Thursday, May 2, 2013

Executives Pushing Budget Cuts Rake In Millions From Tax Loophole

Fix the Debt, a group of CEOs at some of the country’s largest corporations, has been pushing an anti-debt agenda with stern warnings about the urgent need for deficit reduction. But many of its members have benefitted from a loophole in the tax code that has allowed them to deduct “performance pay” from their executive salaries and thus avoid paying millions in taxes.

A new report from the Institute for Policy Studies and Campaign for America’s Future finds that 90 member firms took in somewhere between $953 million and $1.6 billion through the ability to deduct performance pay from corporate taxes between 2009 and 2011. The report includes the biggest winners of this loophole:

– UnitedHealth Group: This company was at the top of the list, deducting at least $194 million of its total $199 million compensation for CEO Stephen Hemsley during that time period. The report calculates that this works out to a $68 million taxpayer subsidy to UnitedHealth, plus another $10 million tax break for Hemsley’s $28 million performance pay in 2012.

– Discovery Communications: This company came in second, deducting $105 million of a total compensation package of $114 million for CEO David Zaslav from 2009 to 2011. That comes to a $37 million taxpayer subsidy. It got another $9 million tax break for his performance pay in 2012.
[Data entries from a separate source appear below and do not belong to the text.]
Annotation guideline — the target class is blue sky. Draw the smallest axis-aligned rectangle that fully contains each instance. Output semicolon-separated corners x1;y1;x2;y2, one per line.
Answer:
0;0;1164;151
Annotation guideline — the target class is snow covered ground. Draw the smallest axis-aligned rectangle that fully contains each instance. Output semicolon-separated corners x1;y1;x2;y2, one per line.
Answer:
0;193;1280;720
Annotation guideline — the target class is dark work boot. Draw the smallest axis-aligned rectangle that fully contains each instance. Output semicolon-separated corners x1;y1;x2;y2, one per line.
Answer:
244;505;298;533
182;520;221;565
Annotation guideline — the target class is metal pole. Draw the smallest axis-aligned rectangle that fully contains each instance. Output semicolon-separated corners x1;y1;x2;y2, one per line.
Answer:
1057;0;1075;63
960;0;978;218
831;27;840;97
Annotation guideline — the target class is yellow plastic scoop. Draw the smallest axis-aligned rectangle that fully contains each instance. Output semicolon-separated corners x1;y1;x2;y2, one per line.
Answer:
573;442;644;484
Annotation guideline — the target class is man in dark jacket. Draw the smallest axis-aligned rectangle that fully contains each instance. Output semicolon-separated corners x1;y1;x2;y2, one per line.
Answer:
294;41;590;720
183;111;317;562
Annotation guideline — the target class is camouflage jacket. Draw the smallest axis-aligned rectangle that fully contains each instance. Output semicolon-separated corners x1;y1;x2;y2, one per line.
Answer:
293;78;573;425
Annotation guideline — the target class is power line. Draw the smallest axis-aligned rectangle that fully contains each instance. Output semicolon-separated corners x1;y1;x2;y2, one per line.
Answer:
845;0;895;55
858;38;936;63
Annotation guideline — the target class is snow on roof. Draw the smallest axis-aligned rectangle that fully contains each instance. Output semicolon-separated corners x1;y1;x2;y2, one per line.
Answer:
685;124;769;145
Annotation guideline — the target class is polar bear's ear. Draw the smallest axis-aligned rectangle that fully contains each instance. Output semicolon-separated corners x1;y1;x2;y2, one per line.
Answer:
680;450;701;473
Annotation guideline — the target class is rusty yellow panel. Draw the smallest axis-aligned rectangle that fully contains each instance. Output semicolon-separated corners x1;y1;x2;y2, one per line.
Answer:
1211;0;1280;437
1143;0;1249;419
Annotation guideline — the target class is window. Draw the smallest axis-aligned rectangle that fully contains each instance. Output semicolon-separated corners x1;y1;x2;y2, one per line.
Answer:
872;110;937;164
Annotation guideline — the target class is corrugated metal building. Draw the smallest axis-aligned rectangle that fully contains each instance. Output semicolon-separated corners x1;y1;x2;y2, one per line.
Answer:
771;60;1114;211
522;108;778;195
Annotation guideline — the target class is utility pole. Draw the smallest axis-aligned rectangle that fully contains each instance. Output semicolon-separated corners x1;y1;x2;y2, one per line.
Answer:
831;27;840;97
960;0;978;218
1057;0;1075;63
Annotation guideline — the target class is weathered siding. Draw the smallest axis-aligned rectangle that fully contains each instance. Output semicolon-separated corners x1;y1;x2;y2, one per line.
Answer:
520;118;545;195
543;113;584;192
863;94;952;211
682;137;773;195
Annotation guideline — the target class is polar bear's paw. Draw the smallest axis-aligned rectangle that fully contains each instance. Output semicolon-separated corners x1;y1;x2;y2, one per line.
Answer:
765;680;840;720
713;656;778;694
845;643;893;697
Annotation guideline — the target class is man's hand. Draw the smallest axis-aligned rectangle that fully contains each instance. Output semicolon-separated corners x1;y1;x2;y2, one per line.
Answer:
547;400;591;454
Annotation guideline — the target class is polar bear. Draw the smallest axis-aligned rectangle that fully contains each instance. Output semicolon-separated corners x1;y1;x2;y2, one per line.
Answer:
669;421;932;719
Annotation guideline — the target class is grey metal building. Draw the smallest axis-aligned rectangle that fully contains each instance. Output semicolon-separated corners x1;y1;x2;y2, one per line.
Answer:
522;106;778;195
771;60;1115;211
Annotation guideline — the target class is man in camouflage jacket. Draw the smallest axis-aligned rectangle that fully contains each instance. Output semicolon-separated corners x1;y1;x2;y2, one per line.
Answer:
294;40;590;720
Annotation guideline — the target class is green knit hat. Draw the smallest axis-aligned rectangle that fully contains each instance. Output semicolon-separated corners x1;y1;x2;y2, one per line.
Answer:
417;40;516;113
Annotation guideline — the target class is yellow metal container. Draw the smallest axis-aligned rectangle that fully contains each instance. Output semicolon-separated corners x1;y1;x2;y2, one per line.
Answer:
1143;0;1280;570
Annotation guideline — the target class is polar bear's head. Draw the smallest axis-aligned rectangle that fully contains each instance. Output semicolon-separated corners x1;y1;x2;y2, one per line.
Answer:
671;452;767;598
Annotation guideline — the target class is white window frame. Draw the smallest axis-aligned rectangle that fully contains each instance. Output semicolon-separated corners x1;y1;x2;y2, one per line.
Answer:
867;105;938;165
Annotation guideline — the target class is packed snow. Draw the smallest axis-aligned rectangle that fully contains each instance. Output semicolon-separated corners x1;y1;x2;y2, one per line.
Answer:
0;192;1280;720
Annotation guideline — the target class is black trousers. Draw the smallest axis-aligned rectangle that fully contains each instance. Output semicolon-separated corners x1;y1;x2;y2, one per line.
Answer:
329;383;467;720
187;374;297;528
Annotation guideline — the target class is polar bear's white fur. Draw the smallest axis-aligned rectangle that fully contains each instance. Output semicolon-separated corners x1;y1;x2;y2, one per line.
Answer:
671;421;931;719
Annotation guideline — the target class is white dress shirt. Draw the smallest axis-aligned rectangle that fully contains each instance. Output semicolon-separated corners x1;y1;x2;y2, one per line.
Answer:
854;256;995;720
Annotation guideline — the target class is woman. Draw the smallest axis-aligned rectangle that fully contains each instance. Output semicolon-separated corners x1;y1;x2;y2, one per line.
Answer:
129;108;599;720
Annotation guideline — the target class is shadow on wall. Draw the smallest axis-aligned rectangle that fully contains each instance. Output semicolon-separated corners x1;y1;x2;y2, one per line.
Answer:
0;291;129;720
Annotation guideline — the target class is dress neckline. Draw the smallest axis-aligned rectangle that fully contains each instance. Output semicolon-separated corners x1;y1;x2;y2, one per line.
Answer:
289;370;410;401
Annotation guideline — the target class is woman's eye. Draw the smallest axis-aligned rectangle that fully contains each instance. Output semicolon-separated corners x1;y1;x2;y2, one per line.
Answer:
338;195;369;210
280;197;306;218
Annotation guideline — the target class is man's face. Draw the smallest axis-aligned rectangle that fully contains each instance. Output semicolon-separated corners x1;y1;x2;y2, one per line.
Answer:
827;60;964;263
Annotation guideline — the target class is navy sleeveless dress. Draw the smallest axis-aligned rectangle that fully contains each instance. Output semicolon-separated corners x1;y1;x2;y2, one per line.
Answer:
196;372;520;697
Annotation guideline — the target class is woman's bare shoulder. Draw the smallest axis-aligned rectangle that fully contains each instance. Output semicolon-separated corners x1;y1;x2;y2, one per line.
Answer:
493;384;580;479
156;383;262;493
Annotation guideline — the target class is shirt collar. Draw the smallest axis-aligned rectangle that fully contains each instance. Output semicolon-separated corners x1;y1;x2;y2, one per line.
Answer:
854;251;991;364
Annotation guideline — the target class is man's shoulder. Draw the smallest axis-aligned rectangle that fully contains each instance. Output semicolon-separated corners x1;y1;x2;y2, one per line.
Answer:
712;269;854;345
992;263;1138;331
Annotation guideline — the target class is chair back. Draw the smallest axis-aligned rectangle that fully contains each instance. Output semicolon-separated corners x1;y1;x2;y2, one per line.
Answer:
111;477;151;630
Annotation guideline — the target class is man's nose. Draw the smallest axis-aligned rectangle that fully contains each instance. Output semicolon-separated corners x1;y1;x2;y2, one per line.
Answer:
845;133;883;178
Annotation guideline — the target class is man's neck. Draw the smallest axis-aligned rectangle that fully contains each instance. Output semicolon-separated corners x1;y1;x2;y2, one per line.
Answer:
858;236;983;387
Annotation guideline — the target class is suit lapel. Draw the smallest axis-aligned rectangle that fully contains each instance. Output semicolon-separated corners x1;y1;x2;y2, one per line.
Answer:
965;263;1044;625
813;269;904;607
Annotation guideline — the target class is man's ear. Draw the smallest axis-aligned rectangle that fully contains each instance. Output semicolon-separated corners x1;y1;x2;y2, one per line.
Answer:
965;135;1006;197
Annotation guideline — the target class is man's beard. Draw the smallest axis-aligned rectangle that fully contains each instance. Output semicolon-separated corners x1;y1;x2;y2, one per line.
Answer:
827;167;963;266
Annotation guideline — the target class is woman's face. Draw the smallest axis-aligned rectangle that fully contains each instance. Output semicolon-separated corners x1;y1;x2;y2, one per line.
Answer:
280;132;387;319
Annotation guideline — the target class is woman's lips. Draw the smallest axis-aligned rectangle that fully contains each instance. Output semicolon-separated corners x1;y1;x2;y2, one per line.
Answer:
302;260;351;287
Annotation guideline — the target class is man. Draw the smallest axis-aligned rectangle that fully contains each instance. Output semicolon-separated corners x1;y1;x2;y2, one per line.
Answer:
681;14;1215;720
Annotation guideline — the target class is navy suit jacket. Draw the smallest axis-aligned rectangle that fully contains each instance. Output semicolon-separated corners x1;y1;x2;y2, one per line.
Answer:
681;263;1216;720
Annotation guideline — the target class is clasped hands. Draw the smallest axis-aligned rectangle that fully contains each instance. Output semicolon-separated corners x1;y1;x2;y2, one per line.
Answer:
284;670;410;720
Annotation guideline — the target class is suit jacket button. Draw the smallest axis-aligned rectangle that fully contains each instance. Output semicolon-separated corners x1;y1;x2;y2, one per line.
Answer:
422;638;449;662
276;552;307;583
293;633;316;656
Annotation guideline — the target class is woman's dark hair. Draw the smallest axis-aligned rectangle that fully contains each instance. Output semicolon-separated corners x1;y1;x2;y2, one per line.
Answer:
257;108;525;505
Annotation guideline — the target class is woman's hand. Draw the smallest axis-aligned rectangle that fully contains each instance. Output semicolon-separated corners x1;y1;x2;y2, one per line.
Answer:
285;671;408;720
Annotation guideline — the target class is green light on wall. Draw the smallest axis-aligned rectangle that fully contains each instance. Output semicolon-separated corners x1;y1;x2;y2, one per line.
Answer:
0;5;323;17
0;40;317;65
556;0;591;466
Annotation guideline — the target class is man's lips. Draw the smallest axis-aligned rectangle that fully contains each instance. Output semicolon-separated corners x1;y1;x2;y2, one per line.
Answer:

– Caesars Entertainment: Even though this company has been losing money in recent years, CEO Gary Loveman made $9.6 million in cash bonuses during that time.

During that three-year period, CEOs and the next three top executives at each of the 90 Fix the Debt corporations were paid a total of $6.3 billion, 75 percent of which was in fully deductible performance pay, equaling $2.7 billion. Depending on how everything was calculated (which is hard to know with current disclosure rules), that comes to about $1.5 million in taxpayer subsidy per executive or $18 million per company.

The group has previously pushed for tax reform that would result in even bigger windfalls for the corporations they represent, potentially netting them $134 billion. Members have also been vocal in calling for cuts to Social Security while themselves enjoying millions of dollars saved in their personal retirement accounts.